Sotto il profilo industriale ed economico, il dossier sottolinea che «la recente vendita all’Indonesia di due unità navali classe PPA, per un valore complessivo di circa 1,25 miliardi di dollari, ha aperto un canale di cooperazione industriale di particolare rilevanza, che potrebbe essere ulteriormente consolidato anche attraverso la cessione di Nave Garibaldi, con potenziali ricadute economiche per il sistema industriale nazionale, tra cui, a titolo indicativo: finalizzazione di ulteriori contratti navali, tra cui la fornitura di 6 sommergibili classe DGK (DRASS), per un valore stimato di circa 480 milioni di euro; finalizzazione di contratti per la fornitura di velivoli M-346 (circa 600 milioni di euro); fornitura di n. 3 velivoli per pattugliamento marittimo (circa 450 milioni di euro).

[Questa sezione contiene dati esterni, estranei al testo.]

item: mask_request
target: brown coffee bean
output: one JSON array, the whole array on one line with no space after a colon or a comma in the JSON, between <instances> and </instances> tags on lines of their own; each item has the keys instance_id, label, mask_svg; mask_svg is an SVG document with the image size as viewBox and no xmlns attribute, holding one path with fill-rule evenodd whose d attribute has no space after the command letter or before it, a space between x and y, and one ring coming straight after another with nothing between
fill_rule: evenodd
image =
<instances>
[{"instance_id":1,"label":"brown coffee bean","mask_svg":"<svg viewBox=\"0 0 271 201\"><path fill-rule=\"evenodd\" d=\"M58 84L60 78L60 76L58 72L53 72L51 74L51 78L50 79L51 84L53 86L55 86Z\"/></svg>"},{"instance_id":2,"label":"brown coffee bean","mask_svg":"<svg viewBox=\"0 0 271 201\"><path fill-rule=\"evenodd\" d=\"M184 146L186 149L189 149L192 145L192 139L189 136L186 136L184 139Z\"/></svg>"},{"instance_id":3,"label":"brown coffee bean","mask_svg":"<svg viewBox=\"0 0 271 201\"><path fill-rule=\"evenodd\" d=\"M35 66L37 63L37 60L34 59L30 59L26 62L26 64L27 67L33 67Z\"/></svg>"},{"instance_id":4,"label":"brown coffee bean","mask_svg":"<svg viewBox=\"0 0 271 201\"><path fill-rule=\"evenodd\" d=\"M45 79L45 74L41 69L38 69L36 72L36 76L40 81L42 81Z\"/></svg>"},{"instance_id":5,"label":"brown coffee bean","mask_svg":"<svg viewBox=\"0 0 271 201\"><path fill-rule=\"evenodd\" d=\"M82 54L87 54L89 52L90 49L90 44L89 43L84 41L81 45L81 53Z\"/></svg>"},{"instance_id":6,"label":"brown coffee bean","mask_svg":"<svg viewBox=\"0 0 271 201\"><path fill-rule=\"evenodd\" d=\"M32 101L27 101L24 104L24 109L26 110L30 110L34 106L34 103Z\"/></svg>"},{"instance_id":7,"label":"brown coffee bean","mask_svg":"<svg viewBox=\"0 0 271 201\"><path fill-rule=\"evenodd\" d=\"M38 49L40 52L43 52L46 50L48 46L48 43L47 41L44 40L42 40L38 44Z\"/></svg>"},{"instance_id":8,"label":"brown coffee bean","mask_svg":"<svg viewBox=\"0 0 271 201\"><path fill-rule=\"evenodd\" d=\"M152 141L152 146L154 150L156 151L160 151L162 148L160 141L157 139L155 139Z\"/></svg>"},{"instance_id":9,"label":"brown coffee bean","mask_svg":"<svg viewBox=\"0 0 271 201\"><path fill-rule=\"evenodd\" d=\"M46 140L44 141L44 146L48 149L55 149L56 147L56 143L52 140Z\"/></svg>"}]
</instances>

Il braccio di ferro politico
La cessione della nave all’Indonesia a titolo gratuito ha registrato uno scontro politico tra maggioranza e opposizioni, sia nel passaggio al Senato sia in quello alla Camera. Pd e Cinque Stelle hanno ampiamente criticato l’operazione. «Dopo circa un mese di inutili discussioni oggi in Commissione Difesa di Montecitorio siamo arrivati all’epilogo finale con l’approvazione della cessione di Nave Garibaldi all’Indonesia», si legge in una nota dei deputati M5S in Commissione Difesa della Camera: Arnaldo Lomuti, Marco Pellegrini e Mario Perantoni. «Il Movimento 5 Stelle ha votato contrario, dopo la bocciatura della nostra richiesta di audire Crosetto e il presidente di Drass Cappelletti e dopo che i chiarimenti documentali richiesti si sono concretizzati nella visione di carte di scarso rilievo in quanto antecedenti alle lettere del governo indonesiano. Su questa vicenda rimangono tutti i dubbi che avevamo in origine sul perché Giacarta ha proposto l’intermediazione di Drass, su quale legame ci sia tra questo e la commessa indonesiane dei sottomarini e su possibili conflitti d’interessi pubblico-privati tra Difesa e Drass alla luce degli stretti rapporti tra Crosetto e Cappelletti». «Abbiamo votato contro nelle commissioni congiunte, Esteri e Difesa a proposito della cessione della nave Garibaldi all’Indonesia – hanno sottolineato in una nota congiunta i capigruppo Pd di commissione Esteri e di Difesa Enzo Amendola e Stefano Graziano -. I documenti forniti dalla maggioranza sono per noi del tutto insufficienti. Chiediamo che ci vengano dati i documenti tecnici, anche per capire se ci sono o meno intermediari fra l’Italia e l’Indonesia. Stiamo davanti ad una vicenda ancora poco trasparente per cui chiediamo al governo di fare piena luce».